Its been years since our departure,
But not a single day has gone by without you,
My love for you would have engulfed the oceans,
Yet still thirst for more,
My body still burns with the grief of your absence,
Let it end now my head keeps screaming,
But the tears don't stop falling,
Language seems jumbled up,
Words meaningless ever since you've gone away,
I miss you never seems to fill this gaping hole I have left inside,
What does it matter now?
You chose the path to our destiny where we would walk parallel lives,
Never intersecting again,
Me bearing the scars of your battles,
Let me hold onto your fading face in a sea full of strangers,
To the only comfort that someone once held my body,
and knew every bit of my soul,
We all want a life well lived, they tell me.

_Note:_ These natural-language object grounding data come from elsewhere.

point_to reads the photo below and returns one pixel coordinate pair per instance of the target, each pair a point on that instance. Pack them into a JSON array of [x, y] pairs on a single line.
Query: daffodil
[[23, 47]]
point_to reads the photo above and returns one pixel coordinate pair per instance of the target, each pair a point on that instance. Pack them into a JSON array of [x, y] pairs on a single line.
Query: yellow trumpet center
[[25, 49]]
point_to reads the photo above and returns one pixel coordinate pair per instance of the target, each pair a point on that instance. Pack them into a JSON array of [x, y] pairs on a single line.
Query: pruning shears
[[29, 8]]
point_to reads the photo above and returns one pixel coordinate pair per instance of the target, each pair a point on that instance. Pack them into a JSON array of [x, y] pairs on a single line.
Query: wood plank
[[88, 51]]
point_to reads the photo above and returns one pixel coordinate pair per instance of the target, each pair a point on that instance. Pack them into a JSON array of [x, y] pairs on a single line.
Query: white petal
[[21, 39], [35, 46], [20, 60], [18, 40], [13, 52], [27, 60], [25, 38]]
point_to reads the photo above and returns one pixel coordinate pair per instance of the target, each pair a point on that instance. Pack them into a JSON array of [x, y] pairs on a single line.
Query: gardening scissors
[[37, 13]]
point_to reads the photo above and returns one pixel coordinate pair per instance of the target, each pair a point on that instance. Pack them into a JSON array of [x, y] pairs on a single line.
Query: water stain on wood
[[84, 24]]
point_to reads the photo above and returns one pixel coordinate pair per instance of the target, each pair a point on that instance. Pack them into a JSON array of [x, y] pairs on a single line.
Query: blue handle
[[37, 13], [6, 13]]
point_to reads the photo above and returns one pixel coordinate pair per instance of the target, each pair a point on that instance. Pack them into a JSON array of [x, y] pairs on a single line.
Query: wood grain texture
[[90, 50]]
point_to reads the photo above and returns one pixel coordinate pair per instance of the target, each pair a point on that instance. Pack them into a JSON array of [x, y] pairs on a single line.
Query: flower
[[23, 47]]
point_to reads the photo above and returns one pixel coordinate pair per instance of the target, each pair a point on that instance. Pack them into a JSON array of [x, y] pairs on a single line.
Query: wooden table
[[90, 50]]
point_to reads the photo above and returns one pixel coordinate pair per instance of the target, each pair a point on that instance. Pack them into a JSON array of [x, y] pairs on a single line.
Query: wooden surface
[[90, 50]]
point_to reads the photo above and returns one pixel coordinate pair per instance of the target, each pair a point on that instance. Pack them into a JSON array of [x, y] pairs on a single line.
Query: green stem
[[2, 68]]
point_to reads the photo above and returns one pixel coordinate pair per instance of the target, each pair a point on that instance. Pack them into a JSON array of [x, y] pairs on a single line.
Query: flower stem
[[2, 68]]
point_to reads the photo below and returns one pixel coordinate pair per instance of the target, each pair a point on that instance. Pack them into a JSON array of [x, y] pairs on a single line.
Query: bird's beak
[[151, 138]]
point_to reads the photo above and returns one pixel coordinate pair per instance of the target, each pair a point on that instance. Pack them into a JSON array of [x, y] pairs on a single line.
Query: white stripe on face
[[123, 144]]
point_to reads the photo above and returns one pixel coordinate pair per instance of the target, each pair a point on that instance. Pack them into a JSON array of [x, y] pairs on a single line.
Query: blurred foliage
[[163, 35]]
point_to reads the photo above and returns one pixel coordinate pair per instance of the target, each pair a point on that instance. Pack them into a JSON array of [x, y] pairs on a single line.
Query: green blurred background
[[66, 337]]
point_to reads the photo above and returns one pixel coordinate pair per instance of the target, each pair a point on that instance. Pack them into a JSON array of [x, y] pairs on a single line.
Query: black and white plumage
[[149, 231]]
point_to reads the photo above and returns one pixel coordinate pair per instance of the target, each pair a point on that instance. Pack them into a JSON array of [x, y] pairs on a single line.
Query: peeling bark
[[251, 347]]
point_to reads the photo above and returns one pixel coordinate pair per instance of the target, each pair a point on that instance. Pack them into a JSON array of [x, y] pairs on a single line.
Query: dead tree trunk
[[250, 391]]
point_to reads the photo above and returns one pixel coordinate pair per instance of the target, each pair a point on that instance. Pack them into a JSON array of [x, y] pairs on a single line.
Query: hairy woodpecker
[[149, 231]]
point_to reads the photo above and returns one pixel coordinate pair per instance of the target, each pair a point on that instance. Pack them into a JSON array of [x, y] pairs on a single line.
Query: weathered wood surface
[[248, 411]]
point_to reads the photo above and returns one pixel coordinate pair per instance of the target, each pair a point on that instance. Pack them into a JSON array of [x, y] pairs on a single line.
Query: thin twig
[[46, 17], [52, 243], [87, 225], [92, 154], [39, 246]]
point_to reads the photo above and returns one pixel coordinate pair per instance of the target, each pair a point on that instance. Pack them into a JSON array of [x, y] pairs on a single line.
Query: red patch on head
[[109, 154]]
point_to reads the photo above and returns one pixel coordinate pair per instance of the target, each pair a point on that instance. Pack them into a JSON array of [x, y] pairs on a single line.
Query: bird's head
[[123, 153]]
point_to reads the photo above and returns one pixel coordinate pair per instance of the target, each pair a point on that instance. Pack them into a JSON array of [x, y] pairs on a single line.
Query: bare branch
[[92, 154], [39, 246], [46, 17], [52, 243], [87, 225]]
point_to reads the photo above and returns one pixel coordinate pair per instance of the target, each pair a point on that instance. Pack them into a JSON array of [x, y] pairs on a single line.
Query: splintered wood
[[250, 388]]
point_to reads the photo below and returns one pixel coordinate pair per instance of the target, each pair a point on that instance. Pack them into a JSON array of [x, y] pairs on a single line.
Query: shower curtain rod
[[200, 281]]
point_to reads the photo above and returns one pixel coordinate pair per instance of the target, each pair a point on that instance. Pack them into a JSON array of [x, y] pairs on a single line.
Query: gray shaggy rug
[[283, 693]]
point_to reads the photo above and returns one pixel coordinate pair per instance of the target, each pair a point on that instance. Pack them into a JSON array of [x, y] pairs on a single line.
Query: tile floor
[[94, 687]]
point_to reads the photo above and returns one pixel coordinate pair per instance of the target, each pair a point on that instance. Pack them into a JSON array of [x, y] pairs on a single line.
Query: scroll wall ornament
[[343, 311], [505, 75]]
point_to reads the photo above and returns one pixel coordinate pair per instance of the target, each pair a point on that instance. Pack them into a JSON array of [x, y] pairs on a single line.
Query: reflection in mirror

But all I ever wanted was you.
Lifting my head to the sky begging for a miracle,
Just this once,
Just this once.
But life takes and it takes and it takes,
With no intention of giving back,
So what if I let it take what's left of me too?
There is no one around to pick the pieces anyways,
We all carry losses,
I heard, that the time stands still
when the body is shocked,
But all I ever did was kept being dragged along the fabric of existence,
No way of getting off,
Hands pushing me forward,
I still want to be here where we were,
Alone this time,
Knowing there is nothing left in the rubble,
But tell me where do I go from here?
When the only home I had is gone,
A little bird without the wings to fly,
So let me stay here,
Until this, too, is taken away and gone.